Implementation guidance for Australian Essential Eight controls in Microsoft environments - ISM controls with PSPF mappings
| Property | Value |
|---|---|
| ISM Control | ISM-1896 |
| Revision | 0 |
| Updated | Dec-23 |
| Guideline | Not provided |
| Section | Authentication hardening |
| Topic | Protecting credentials |
| Essential Eight | ML3 |
| PSPF Levels | NC, OS, P, S, TS |
Memory integrity, also called Hypervisor Enforced Code Integrity, uses virtualization-based security to run kernel mode code integrity inside a secure environment, preventing unsigned or tampered kernel code from executing. Implement this control by enabling the Hypervisor Enforced Code Integrity setting via the settings catalog in Intune/CSP to enable memory integrity across managed devices.123
Memory integrity (HVCI) directly counters Bring Your Own Vulnerable Driver (BYOVD) attacks — one of the most prevalent techniques used by ransomware operators (e.g., BlackByte, Scattered Spider, Lazarus Group) and APT actors to escalate from user-mode to kernel-mode execution. BYOVD works by loading a legitimately signed but vulnerable kernel driver, then exploiting it to execute arbitrary kernel-mode code, disable EDR/AV, or install a rootkit.

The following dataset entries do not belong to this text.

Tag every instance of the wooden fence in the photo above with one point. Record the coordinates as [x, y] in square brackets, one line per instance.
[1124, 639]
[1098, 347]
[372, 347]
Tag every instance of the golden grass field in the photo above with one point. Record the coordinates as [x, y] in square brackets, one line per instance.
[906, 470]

With HVCI enabled, the Windows Hypervisor enforces that all kernel-mode code pages are immutable after load and validates each page against the code integrity policy before execution. Vulnerable drivers cannot be exploited to write shellcode to kernel memory because the page table permissions are enforced by the hypervisor — outside the reach of kernel-mode code itself.

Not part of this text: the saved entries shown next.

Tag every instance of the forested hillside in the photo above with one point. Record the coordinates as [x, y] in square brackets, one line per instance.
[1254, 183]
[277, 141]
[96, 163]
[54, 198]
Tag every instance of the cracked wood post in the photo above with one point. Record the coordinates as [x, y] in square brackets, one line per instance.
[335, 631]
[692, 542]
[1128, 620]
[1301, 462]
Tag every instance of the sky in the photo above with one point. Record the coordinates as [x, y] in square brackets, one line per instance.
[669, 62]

| Attack technique | Without HVCI | With HVCI |
|---|---|---|
| BYOVD (vulnerable signed driver) | Kernel-mode code execution | Blocked — code page modification prevented by hypervisor |
| Kernel rootkit installation | Persistent access, EDR bypass | Blocked — unsigned kernel code cannot execute |
| Driver exploit (CVE-2021-34486 class) | Privilege escalation to SYSTEM | Mitigated — code integrity validation in VBS |
| Memory scraping via kernel driver | LSASS/credential theft | Blocked when combined with LSA protection (ISM-1861) |
Hardware prerequisites for HVCI are the same as for Credential Guard (VT-x/AMD-V + SLAT/RVI, IOMMU, UEFI 2.3.1+). On Windows 11 22H2+, HVCI is enabled by default on eligible hardware. The Intune Settings Catalog deployment ensures enforcement across managed devices that meet the prerequisites and flags incompatible drivers via Event ID 3065/3066 in Microsoft-Windows-CodeIntegrity/Operational.
[!NOTE] The Hypervisor Enforced Code Integrity setting will be enabled using the settings catalog in Intune. It will rely on the Virtualization Based Technology configuration to activate memory integrity per ASD and Microsoft guidance.
Dependencies
Intune management required: Devices must be enrolled in Microsoft Intune and joined to Entra ID to apply Intune-based memory integrity configurations. 3
Deployment method via settings catalog: Implement memory integrity using the Virtualization Based Technology > Hypervisor Enforced Code Integrity setting in the settings catalog, or via the HypervisorEnforcedCodeIntegrity node in the VirtualizationBasedTechnology CSP. 3
Hypervisor Enforced Code Integrity readiness: Memory integrity is provided by HVCI; ensure the OS supports memory integrity and the feature is available for deployment. 2
msinfo32 tool or the Windows Security app (Device Security > Core Isolation details) to verify HVCI is active. Event ID 3065 and 3066 in the Microsoft-Windows-CodeIntegrity/Operational log indicate drivers that are incompatible with HVCI and should be updated or removed before broad deployment.